MiniMax, the Shanghai-based AI lab, released its M3 model on Monday with API access live but no downloadable weights. The company says model files and a technical report will arrive within 10 days, targeting roughly June 11, on Hugging Face and GitHub.

The gap between API launch and weight release is deliberate. MiniMax captures inference revenue from the window while preserving the open-weight commitment that drives developer adoption. The strategy mirrors what Mistral did with Mixtral in late 2023: ship the API, build the audience, then release the weights before the developer community loses patience.

The benchmark numbers are notable. MiniMax reports 59.0% on SWE-Bench Pro and 74.2% on MCP Atlas, with 66.0% on Terminal-Bench 2.1. A company-run Hopper test showed M3 running continuously for 24 hours on FP8 matrix multiplication, making 147 benchmark submissions and 1,959 tool calls while raising GPU utilization from 7.6% to 71.3%. Those figures came from MiniMax’s own test harness, which the methodology notes also cite Claude Code scaffolding. Independent verification awaits the weight release.

The architecture behind M3’s long-context performance is MiniMax Sparse Attention, or MSA. Rather than computing full attention across every token in a 1M-token context, MSA pre-filters cached keys and values into blocks, then reads each selected block once. MiniMax claims this cuts per-token compute at the 1M-context length to one-twentieth of its previous-generation model. The claim is plausible given sparse attention research, but the technical report has not published yet.

M3 supports image and video inputs with text output, placing it directly against coding agents that require repository text, screenshots, diagrams, and long tool histories in a single session. The API page lists both Anthropic-compatible and OpenAI-compatible endpoints, which reduces switching friction for teams already running on either stack.

Pricing at standard rates is $0.60 per million input tokens and $2.40 per million output tokens up to 512,000 input tokens. The guaranteed 512K minimum matters because several long-context providers silently throttle at high load. Subscription plans start at $20 per month for roughly 1.7 billion M3 tokens. VentureBeat noted lower first-week promotional rates from MiniMax and platform partners.

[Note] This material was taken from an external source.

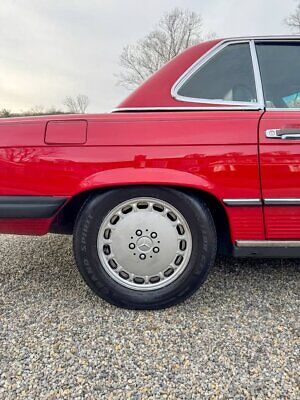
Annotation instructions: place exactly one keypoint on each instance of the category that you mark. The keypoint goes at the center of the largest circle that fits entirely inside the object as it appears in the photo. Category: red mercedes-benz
(203, 158)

MiniMax shares fell 16% in Hong Kong after the M3 launch, per MarketWatch, following the company’s disclosure of plans for a Shanghai STAR Market listing. The report cited a listing-guidance agreement with Citic Securities and a filing with the Shanghai bureau of the China Securities Regulatory Commission. The stock reaction suggests the market sees the STAR filing as a dilution signal, not a vote of confidence in M3.

The South China Morning Post noted that MiniMax did not disclose M3’s parameter count or training compute. That absence limits direct comparison with models whose full training cards are public. Nemotron 3 Ultra, Nvidia’s recent US open-weights release, published its parameter count and training methodology; M3 has not. When the weights drop, parameter count inference from the checkpoint will settle some of those comparisons.

MiniMax has already beaten Anthropic’s Claude Opus 4.7 on BrowseComp with an earlier M3 preview. If the weight release holds to the June 11 window and the performance figures survive independent evaluation, M3 will be the strongest open-weight model available for teams that need coding, vision, and long-context work in one checkpoint.

Teams evaluating open-weight models for coding agent pipelines should hold procurement decisions until June 11, when the M3 weights either arrive as promised or do not.

Implicator (implicator.ai), 2026-06-02.